Now, I’m not saying Diablo Cody is a current or a potential love addict. I never get to decide that for anyone. Not out loud, at any rate. I’m just saying that with all the fuss people are making about Shame, the new release starring Michael Fassbender as a sex addict, there should be at least a nod to the fact that there’s a movie out about a love addict, too 

Oh, and it’s not a bad flick if you like dark humor. I just find it frustrating to sit through two hours of someone else’s denial.

Mamma Mia

This is my mom.  Yes, we did look alike.  When I was a kid, she boasted that she could walk into any parent-teacher conference and immediately be told “You’re Ethlie’s mother.”  That this was a point of pride for her is a result of either my grade point average (generally high) or her narcissism (equally high).

     Shirley Marder Berman Herman Riley Kelley married four times — two Jews and then two Irishmen, presumably under the “if at first you don’t succeed” rule.  My sister and I were the result of Jew Number Two.  When I referred to my parents in a recent essay as “the classic pairing of a love addict and sex addict,” my editor assumed that dear old dad screwed around.  It’s the traditional family dynamic.  But it was not the case here.

     My late mother screwed around like a rock band on tour.  I was too young to notice, and my dad was too possessive to leave her.  I do not, however, believe she was actually what psychiatrists call hypersexual and the tabloids call a sex addict.  I think she was, in fact, a love addict of about the same variety as me.  Unfortunately for my father, he was a love addict of another stripe.

     Gee.  You think addiction could be genetic?

     There is a societal and certainly a subjective tendency to label love addicts as emotionally fragile (female) victims of love avoidant (male) sex addicts, those lying manipulative pieces of shit.  This victim/perpetrator paradigm is neat and easy and misses the entire pathology of love addiction.  Love addicts are lying, manipulative pieces of shit, too.  I’m amazed that so many of you put up with me.

     In my opinion, love addiction breaks down into three subspecies.

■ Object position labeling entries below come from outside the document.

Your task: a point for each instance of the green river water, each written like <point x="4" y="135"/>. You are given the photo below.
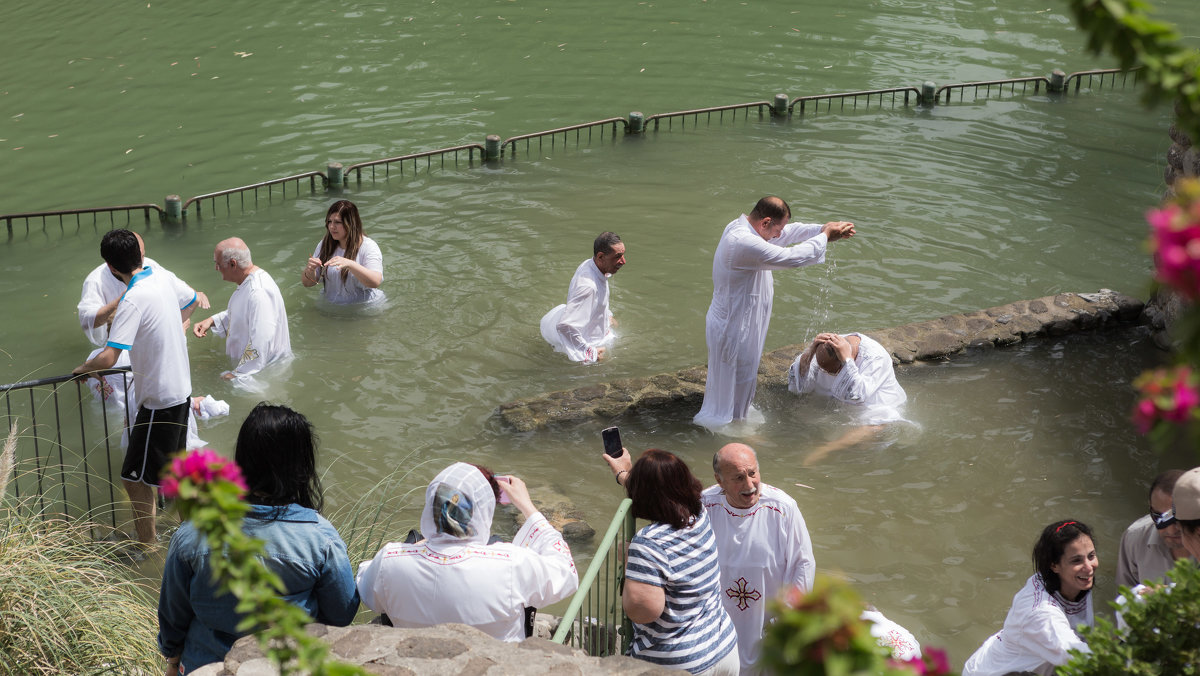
<point x="958" y="207"/>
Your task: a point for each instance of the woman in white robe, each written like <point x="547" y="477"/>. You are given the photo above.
<point x="348" y="262"/>
<point x="454" y="575"/>
<point x="1039" y="630"/>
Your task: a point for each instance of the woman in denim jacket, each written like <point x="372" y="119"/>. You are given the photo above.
<point x="277" y="455"/>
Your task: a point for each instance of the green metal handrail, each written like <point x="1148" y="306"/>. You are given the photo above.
<point x="594" y="614"/>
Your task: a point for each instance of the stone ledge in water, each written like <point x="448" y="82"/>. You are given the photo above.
<point x="435" y="651"/>
<point x="922" y="341"/>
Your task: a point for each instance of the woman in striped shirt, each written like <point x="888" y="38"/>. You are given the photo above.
<point x="672" y="579"/>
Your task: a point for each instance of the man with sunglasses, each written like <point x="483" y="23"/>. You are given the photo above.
<point x="1151" y="544"/>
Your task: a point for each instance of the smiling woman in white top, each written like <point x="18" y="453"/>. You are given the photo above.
<point x="1041" y="627"/>
<point x="349" y="263"/>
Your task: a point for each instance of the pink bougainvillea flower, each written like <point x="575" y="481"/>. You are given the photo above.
<point x="1186" y="399"/>
<point x="202" y="467"/>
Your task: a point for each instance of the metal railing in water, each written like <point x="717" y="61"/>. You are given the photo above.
<point x="595" y="621"/>
<point x="493" y="150"/>
<point x="57" y="472"/>
<point x="720" y="111"/>
<point x="565" y="132"/>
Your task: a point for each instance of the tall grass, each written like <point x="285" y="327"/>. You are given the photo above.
<point x="66" y="605"/>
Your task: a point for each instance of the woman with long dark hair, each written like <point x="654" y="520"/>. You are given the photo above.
<point x="277" y="455"/>
<point x="1055" y="600"/>
<point x="348" y="262"/>
<point x="672" y="578"/>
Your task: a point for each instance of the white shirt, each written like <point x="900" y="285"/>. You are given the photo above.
<point x="100" y="288"/>
<point x="583" y="323"/>
<point x="352" y="289"/>
<point x="868" y="381"/>
<point x="761" y="551"/>
<point x="148" y="323"/>
<point x="463" y="579"/>
<point x="1038" y="632"/>
<point x="738" y="317"/>
<point x="255" y="324"/>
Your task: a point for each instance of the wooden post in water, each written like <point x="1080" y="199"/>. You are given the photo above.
<point x="927" y="93"/>
<point x="174" y="208"/>
<point x="336" y="174"/>
<point x="1057" y="81"/>
<point x="636" y="123"/>
<point x="780" y="108"/>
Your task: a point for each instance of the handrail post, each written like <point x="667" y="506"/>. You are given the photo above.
<point x="492" y="148"/>
<point x="336" y="175"/>
<point x="928" y="93"/>
<point x="636" y="123"/>
<point x="1057" y="81"/>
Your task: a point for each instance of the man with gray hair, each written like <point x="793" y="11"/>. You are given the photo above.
<point x="762" y="544"/>
<point x="256" y="323"/>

There’s your basic Sexaholic: if it moves, jump on it. Hearts and flowers not only not required, but discouraged. In fact, moving pictures will do about as well as live partners. Then there’s the Relationship Junkie, the punchline of the joke: “What do you tell a woman with two black eyes?  Nothing; you already told her twice.” This is the person who will do anything to stay in a relationship, no matter how hard it sucks. This was my father.

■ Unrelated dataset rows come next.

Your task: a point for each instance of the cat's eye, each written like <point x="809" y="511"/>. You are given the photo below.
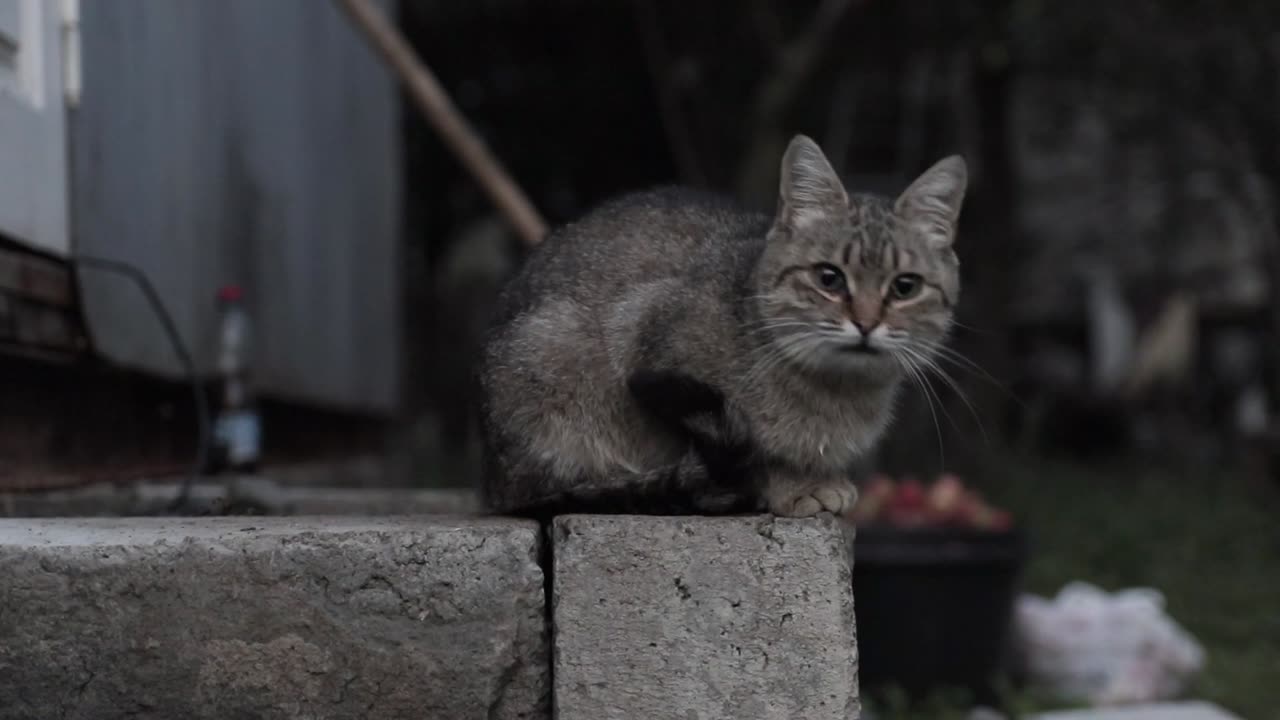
<point x="830" y="278"/>
<point x="906" y="286"/>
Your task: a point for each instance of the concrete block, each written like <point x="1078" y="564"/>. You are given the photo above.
<point x="703" y="618"/>
<point x="275" y="618"/>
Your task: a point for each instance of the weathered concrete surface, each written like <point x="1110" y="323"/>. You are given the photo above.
<point x="264" y="495"/>
<point x="700" y="618"/>
<point x="260" y="618"/>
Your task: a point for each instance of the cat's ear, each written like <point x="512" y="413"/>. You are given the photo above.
<point x="931" y="205"/>
<point x="809" y="190"/>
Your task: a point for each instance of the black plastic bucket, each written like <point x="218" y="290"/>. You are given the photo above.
<point x="935" y="607"/>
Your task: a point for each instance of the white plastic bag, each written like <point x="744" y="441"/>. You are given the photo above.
<point x="1105" y="648"/>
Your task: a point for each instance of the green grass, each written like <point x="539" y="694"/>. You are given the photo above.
<point x="1210" y="541"/>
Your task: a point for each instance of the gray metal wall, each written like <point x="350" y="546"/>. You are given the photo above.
<point x="242" y="141"/>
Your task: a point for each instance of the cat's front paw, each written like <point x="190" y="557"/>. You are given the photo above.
<point x="809" y="500"/>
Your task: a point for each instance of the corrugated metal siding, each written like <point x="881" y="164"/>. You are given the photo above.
<point x="250" y="142"/>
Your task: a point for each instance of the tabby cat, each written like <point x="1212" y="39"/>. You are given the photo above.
<point x="673" y="352"/>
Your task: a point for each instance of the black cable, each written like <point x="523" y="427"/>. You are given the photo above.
<point x="202" y="418"/>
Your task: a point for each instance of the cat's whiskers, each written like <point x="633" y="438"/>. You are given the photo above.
<point x="922" y="382"/>
<point x="927" y="363"/>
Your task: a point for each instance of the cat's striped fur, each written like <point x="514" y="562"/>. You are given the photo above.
<point x="672" y="352"/>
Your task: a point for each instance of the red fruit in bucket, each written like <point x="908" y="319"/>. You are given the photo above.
<point x="872" y="499"/>
<point x="910" y="495"/>
<point x="945" y="496"/>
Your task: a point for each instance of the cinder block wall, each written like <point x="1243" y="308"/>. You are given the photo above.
<point x="426" y="618"/>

     Then there’s me, and my mom, and maybe you.  We’re addicted to romance, to fantasy, to the champagne euphoria of infatuation.  Addicted to the thrilling thought that this time… this person… this is It.  This is the One.  We love falling in love and all the delicious anticipation that comes along with it.

     This kind of love addict may have more sex than is considered polite, but it’s not the sex that’s addictive.  It’s the promise it holds.  Sex is instant connection, a shortcut to intimacy.  Sex is the price of admission to love.  Sure, it feels good on its own.  But as actor Justinian Carroll put it when he told his story for my book, “Sex is a 10K arc light.  Remarkable.  But love… love is the sun.”

     Well, love may be the sun, but I’m a redhead.  Sometimes, I just have to find myself a nice safe piece of shade.